A bobagem número 1, porém, a minha favorita, é a da “apropriação cultural”, classificação sujeita, ainda, a avaliação de grupo especializado no assunto, criado por mim. De acordo com aquele princípio, qualquer manifestação cultural de um povo só pode ter expressão ali, na comunidade ou na sociedade onde gestada. Fora dela, em outro agrupamento humano, é apropriação cultural indevida. O leitor perceberá imediatamente que tal ideia encobre o desejo privar os brasileiros do futebol, sim, do futebol, como também de muitas outras coisas, pelas quais nosso povo é capaz de matar e morrer.

Fácil de ver. Como o conhecemos hoje, o esporte bretão (assim ele se chamava antes de ser apropriado) foi inventado onde? Na Inglaterra. No início, quando Charles Miller o trouxe para o Brasil, era praticado pela elite brasileira, signifique “elite” qualquer coisa, menos ser pobre.
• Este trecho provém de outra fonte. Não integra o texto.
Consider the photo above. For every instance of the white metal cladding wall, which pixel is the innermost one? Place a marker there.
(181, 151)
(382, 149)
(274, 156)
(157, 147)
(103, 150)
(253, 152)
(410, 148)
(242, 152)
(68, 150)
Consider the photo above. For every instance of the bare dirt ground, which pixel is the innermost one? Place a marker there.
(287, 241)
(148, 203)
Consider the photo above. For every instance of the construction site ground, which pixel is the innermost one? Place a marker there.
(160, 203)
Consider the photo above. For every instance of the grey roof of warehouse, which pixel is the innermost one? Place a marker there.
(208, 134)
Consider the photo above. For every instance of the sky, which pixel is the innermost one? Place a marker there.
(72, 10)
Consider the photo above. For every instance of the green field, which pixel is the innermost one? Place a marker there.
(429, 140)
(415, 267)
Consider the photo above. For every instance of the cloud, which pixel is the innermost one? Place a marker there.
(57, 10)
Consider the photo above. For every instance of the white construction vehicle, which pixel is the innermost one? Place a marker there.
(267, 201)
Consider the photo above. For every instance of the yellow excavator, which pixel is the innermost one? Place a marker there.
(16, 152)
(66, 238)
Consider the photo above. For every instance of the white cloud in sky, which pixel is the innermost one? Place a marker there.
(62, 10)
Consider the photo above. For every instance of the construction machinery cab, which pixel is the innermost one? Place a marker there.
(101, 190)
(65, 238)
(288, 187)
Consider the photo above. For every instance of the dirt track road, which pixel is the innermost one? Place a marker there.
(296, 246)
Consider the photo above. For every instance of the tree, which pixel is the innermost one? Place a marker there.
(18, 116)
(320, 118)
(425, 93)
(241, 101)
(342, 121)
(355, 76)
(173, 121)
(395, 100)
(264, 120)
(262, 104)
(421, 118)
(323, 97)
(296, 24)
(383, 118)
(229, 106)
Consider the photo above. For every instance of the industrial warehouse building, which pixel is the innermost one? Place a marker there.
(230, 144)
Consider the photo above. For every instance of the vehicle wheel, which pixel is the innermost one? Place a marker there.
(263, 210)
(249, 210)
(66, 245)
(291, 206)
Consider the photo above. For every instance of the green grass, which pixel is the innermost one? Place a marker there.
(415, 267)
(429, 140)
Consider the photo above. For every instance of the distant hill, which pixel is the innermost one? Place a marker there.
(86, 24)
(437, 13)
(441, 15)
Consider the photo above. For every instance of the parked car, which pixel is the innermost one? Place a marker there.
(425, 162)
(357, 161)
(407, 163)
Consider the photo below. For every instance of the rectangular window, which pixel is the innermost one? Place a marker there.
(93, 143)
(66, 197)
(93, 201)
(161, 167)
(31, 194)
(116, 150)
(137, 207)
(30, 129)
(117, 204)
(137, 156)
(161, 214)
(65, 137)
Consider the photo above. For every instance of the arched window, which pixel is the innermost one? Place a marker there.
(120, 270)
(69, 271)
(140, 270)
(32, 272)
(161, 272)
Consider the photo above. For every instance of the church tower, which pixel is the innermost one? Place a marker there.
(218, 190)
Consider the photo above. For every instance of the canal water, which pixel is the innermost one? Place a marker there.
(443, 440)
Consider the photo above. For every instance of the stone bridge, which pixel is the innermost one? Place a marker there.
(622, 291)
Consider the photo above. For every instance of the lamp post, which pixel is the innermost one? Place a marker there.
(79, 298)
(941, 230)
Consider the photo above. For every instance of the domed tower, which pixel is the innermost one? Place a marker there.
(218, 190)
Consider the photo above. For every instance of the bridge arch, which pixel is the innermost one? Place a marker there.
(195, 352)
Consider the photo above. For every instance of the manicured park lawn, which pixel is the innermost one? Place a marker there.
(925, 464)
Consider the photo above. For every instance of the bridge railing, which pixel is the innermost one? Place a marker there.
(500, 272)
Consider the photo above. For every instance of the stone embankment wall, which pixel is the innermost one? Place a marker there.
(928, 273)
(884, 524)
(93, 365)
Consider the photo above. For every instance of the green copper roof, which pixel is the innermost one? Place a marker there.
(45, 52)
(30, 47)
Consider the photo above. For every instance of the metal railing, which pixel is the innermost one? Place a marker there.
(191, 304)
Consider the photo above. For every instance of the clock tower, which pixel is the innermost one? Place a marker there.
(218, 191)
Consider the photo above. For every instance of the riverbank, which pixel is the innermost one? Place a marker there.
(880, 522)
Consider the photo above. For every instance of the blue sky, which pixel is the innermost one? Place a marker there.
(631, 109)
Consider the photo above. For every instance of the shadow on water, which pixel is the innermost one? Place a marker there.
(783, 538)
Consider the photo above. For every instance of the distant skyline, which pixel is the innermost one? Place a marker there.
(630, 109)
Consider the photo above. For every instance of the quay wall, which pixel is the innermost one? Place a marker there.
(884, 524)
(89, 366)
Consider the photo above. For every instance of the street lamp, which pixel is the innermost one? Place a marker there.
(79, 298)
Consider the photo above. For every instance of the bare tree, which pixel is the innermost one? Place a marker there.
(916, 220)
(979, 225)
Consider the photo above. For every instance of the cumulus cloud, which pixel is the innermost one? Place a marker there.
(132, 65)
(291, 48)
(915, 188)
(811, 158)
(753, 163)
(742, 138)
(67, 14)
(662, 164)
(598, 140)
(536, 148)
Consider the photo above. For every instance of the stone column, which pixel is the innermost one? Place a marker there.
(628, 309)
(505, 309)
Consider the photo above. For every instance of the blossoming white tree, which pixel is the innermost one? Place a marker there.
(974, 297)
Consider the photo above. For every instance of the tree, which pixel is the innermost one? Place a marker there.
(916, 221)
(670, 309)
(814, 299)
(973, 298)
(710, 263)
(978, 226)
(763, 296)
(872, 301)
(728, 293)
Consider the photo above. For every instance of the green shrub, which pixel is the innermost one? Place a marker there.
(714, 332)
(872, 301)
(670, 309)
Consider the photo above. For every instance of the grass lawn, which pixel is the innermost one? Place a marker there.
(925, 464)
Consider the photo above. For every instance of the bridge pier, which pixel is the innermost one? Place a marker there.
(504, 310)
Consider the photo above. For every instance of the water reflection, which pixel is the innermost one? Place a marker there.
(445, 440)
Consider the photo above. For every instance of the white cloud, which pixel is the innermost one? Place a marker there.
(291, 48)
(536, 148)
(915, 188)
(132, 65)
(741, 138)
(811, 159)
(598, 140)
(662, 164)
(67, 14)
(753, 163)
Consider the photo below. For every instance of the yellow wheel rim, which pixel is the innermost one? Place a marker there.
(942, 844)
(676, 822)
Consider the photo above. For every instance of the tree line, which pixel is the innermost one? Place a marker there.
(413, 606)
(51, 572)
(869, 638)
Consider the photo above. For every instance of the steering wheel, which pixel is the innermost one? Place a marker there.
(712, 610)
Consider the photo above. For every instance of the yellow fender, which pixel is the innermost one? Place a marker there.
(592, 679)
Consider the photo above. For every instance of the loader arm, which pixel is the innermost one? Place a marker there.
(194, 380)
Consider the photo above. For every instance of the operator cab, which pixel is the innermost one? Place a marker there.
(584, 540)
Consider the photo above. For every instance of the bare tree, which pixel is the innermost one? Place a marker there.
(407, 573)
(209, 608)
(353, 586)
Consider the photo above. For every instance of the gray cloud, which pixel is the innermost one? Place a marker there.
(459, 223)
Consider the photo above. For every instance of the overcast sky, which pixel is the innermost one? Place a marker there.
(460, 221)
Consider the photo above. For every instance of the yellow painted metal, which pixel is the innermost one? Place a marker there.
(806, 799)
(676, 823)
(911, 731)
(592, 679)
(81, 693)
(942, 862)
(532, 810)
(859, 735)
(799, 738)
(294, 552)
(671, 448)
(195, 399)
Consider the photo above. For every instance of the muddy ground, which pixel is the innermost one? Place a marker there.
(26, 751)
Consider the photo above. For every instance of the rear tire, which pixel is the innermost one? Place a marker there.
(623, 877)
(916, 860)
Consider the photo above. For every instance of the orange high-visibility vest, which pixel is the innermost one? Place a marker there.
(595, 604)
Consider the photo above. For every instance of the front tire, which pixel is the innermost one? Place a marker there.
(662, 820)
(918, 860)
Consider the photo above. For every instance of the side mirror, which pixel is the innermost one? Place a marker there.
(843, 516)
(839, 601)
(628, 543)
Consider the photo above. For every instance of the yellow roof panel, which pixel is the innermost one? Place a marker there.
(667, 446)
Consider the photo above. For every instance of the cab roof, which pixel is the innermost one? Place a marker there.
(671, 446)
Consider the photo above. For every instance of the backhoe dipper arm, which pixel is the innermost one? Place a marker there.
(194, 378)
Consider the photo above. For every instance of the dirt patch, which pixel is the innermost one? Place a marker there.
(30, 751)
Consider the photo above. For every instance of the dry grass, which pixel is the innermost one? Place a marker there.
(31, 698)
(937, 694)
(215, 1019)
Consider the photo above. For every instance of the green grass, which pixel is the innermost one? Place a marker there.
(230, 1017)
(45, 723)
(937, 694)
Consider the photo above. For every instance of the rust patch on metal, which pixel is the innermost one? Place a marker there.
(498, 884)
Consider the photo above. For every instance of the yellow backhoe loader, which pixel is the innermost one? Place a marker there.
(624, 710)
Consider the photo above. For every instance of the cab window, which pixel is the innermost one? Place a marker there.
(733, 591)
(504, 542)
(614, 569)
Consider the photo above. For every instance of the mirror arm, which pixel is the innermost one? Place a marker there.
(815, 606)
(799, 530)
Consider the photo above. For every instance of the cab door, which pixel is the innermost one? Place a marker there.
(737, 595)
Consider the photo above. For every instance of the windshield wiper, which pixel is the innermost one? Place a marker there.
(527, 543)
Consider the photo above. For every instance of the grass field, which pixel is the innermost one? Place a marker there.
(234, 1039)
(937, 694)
Outo dia, um elitista me disse muito irritado: “Não é que os pretos e pobres foram, no decorrer dos anos, tomando conta devagarzinho do futebol, dele se apropriando descaradamente, a fim de ascender socialmente, parecendo ele ser hoje coisa genuinamente brasileira? Pois uma apropriação gigantesca como essa não deveria ser permitida. Devolvam esse pessoal a seus lugares e deixem as elites tomar conta do esporte legitimamente”.